Visited the last day of the Gainsborough Landscapes exhibition at the Holburne Museum last weekend. A small but very interesting exhibition, surveying Gainsborough’s landscape output, his antidote to the drudgery of portrait painting.
This was a revisit for me, just to give them all another look before they travel on to Compton Verney. The exhibition comprised half a dozen large oil paintings, from all stages of his career, and several small sketches, putting the larger works into context.The sketches were done using a variety of media and supports, including chalk, graphite, watercolour and oil, some varnished, on paper, board and canvas. Quite a varied use of media.
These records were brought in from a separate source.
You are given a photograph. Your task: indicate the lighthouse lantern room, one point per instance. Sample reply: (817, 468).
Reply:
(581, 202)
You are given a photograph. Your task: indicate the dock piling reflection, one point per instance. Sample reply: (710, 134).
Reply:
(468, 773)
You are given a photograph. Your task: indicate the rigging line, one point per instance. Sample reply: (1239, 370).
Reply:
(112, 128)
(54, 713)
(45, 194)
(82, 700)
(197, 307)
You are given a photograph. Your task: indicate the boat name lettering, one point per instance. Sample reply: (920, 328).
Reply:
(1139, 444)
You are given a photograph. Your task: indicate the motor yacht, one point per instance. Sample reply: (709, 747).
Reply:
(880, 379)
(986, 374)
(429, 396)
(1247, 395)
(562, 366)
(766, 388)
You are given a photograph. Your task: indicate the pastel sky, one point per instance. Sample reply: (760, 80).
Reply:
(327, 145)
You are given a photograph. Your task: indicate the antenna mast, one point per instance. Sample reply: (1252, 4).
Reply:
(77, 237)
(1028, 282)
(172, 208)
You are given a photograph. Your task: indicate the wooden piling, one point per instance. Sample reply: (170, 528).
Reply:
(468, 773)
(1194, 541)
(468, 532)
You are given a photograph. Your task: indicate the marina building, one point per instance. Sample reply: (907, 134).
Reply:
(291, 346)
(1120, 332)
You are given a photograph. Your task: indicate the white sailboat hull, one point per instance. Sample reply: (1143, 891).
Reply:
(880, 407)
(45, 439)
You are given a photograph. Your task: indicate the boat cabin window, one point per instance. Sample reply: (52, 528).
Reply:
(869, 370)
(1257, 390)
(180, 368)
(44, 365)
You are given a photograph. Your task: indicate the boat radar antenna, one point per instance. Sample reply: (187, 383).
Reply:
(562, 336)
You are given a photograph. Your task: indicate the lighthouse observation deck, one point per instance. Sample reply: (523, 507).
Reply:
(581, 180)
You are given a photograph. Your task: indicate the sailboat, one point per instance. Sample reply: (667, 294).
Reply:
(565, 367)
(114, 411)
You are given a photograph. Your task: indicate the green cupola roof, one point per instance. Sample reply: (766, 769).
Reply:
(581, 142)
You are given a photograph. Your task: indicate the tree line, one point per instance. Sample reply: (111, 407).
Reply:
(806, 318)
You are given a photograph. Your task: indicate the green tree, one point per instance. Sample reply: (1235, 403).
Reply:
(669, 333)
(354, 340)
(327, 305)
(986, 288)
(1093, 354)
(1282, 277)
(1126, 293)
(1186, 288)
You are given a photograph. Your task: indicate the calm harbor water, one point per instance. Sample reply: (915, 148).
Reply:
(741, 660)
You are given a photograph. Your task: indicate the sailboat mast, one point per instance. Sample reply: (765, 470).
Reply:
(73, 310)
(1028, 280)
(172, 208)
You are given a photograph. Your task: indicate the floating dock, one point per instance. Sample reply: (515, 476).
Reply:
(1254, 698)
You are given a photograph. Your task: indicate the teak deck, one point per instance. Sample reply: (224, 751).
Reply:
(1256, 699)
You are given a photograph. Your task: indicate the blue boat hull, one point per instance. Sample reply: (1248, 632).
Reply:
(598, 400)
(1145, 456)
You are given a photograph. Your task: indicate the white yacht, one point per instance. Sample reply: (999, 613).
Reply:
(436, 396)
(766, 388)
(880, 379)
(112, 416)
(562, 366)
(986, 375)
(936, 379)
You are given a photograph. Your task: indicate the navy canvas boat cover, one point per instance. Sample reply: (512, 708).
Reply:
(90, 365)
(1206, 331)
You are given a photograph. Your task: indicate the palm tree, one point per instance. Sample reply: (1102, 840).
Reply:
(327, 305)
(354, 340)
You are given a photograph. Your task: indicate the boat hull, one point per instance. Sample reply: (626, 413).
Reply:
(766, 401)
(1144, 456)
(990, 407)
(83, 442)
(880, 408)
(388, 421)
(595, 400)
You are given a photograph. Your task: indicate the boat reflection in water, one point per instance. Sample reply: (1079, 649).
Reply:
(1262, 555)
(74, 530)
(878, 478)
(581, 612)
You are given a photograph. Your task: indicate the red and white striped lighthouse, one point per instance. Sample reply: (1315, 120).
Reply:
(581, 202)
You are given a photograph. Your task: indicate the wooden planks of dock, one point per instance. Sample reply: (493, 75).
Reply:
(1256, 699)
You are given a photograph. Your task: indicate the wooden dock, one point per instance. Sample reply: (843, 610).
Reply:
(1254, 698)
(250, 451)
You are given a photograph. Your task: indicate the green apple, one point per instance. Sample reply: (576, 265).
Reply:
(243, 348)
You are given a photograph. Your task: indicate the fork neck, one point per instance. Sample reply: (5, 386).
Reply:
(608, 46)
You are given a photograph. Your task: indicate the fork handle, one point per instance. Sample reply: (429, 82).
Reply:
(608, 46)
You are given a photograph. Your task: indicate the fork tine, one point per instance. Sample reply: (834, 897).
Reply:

Technically the oil paintings progress from a light and thin brushmark at the beginning of his career, to a darker, more heavily textured mark at the end. All the paintings display a technical mastery, and a detailed and accurate, if idealised or imagined, observational representation of rural landscape. However, stylistically they moved from a calmer, classical atmosphere in his early work, toward a darker, Romantic atmosphere in the his work. I even felt a John Martin-esque quality in his depiction of panoramic landscape and aerial atmosphere in the last work on display. In common with many artists at the end of the C18/beginning of the C19 Gainsborough travelled to the Lake District to come face to face with the sublime, and the awe-inspiring and threatening beauty of wild and rugged Cumbria; its lakes, mountains and waterfalls. A very good exhibition of rich and diverse work, placing the main work in an informative context.
Across the landing is a room full of his portrait paintings, many full-size, and it is interesting to compare these paintings from which he earned his living and reputation with his more personal landscape works.